Pin-ups can be fun and entertaining, and many people enjoy flipping through a picture book filled with pin-ups, whether they are photographs like the iconic WWII pin-up of American actress Betty Grable or the hand drawn pin-ups of Earle Bergey. Pin-ups have been studied by feminist scholars, art historians, cultural historians, an occasional military historian, and pin-ups occupy several distinct spaces in history. Art historian, Maria-Elena Buszek, discusses the emergence of the pin-up "style" as an extension of advertising the 19th century burlesque performer. Using the carte-de-viste, these performers not only advertised their shows but also created their own public images that then became part of popular culture via mass reproduction, distribution, and consumption. An early feminist tendency can be seen in this narration.
Similarly, you can trace the style into the 20th century with images by Charles Dana Gibson and his idealized American girl (the Gibson Girls). These images are often studied as an American ideal or in comparison to the Flapper of the 1920s, the "true woman" vs. the new woman. We see the style again in the Sci-Fi covers of the 1930s-1950s and advertisements for companies like Coca-Cola, General Electric, and RCA in such publications as The Saturday Evening Post and Esquire.
The term, "pin-up" came into use during World War II. Betty Grable pin-up became the most requested of the War and all kinds of pin-ups graced the inside of untold thousands, tens of thousands, of soldiers’ lockers and helmets. During the War, the pin-up also became iconic nose art on predominantly American bombers.

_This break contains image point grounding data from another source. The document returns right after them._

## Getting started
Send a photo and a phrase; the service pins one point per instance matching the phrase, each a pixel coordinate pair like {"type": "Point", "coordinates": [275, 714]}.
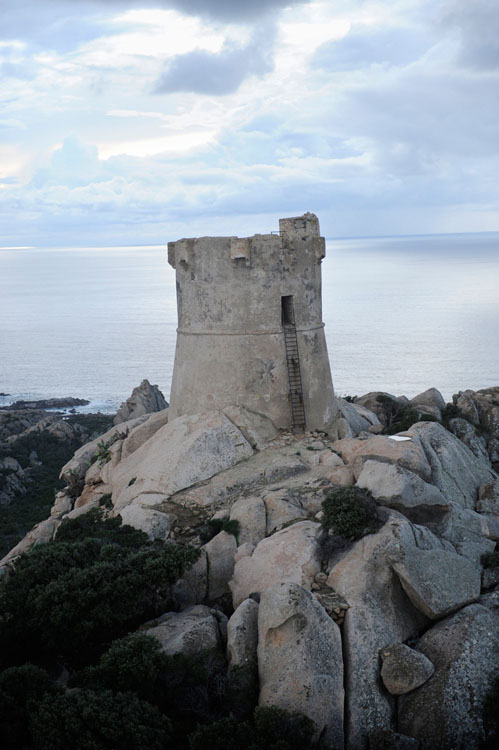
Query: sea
{"type": "Point", "coordinates": [402, 314]}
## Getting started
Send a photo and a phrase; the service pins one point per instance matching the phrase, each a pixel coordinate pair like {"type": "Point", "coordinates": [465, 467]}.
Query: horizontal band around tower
{"type": "Point", "coordinates": [246, 332]}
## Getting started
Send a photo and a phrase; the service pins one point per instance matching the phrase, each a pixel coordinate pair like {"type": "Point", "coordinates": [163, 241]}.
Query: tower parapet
{"type": "Point", "coordinates": [234, 297]}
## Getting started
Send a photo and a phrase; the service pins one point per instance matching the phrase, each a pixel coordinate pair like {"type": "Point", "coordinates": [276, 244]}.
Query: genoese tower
{"type": "Point", "coordinates": [250, 328]}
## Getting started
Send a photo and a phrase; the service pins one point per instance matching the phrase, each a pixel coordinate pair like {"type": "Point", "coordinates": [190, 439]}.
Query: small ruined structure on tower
{"type": "Point", "coordinates": [250, 328]}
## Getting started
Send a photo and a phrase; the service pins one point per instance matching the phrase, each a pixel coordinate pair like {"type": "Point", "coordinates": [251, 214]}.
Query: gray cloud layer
{"type": "Point", "coordinates": [362, 47]}
{"type": "Point", "coordinates": [477, 26]}
{"type": "Point", "coordinates": [219, 73]}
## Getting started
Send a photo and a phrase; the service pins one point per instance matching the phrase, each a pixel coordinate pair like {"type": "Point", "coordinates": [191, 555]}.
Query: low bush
{"type": "Point", "coordinates": [272, 728]}
{"type": "Point", "coordinates": [349, 513]}
{"type": "Point", "coordinates": [399, 416]}
{"type": "Point", "coordinates": [68, 600]}
{"type": "Point", "coordinates": [88, 720]}
{"type": "Point", "coordinates": [21, 688]}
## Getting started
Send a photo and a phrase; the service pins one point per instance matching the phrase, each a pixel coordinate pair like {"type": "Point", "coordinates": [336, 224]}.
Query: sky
{"type": "Point", "coordinates": [142, 121]}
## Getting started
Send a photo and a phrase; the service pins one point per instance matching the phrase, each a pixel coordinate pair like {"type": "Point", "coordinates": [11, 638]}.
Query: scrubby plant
{"type": "Point", "coordinates": [399, 416]}
{"type": "Point", "coordinates": [69, 599]}
{"type": "Point", "coordinates": [93, 525]}
{"type": "Point", "coordinates": [349, 513]}
{"type": "Point", "coordinates": [21, 688]}
{"type": "Point", "coordinates": [131, 664]}
{"type": "Point", "coordinates": [272, 728]}
{"type": "Point", "coordinates": [88, 720]}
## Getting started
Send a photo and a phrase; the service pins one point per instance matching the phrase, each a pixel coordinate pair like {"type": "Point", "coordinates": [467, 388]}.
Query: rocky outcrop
{"type": "Point", "coordinates": [447, 711]}
{"type": "Point", "coordinates": [300, 662]}
{"type": "Point", "coordinates": [220, 552]}
{"type": "Point", "coordinates": [404, 669]}
{"type": "Point", "coordinates": [405, 453]}
{"type": "Point", "coordinates": [291, 555]}
{"type": "Point", "coordinates": [186, 451]}
{"type": "Point", "coordinates": [405, 491]}
{"type": "Point", "coordinates": [379, 614]}
{"type": "Point", "coordinates": [455, 470]}
{"type": "Point", "coordinates": [437, 500]}
{"type": "Point", "coordinates": [145, 399]}
{"type": "Point", "coordinates": [356, 418]}
{"type": "Point", "coordinates": [15, 422]}
{"type": "Point", "coordinates": [48, 403]}
{"type": "Point", "coordinates": [242, 636]}
{"type": "Point", "coordinates": [190, 632]}
{"type": "Point", "coordinates": [436, 581]}
{"type": "Point", "coordinates": [481, 409]}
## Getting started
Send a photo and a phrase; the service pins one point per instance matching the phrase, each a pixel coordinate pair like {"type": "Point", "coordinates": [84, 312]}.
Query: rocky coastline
{"type": "Point", "coordinates": [382, 629]}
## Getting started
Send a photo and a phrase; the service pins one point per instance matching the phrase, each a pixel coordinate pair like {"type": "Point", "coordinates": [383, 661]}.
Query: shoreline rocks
{"type": "Point", "coordinates": [389, 640]}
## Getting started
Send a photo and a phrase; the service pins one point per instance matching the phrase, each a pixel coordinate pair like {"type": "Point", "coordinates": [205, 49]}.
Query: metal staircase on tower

Perhaps the most well-known pin-up in America is Bettie Page. Her modeling career began modestly in 1950, she become well-known as early as 1952, and was Playboy’s playmate of the month in January 1955. She was alternately known as "The Queen of Bondage," "Miss Pin-up Girl of the World," "The Queen of Curves," and "The Dark Angel." She retired from modeling in 1957. Bettie’s popularity began to surge in the late 1970s and 80s, this resurgence included fanzine The Betty Pages as well as publications from Eros Comics and Dark Horse Comics. Her popularity remains today, eight years after her death. This popularity continues to fuel the modern take on the classic pin-up.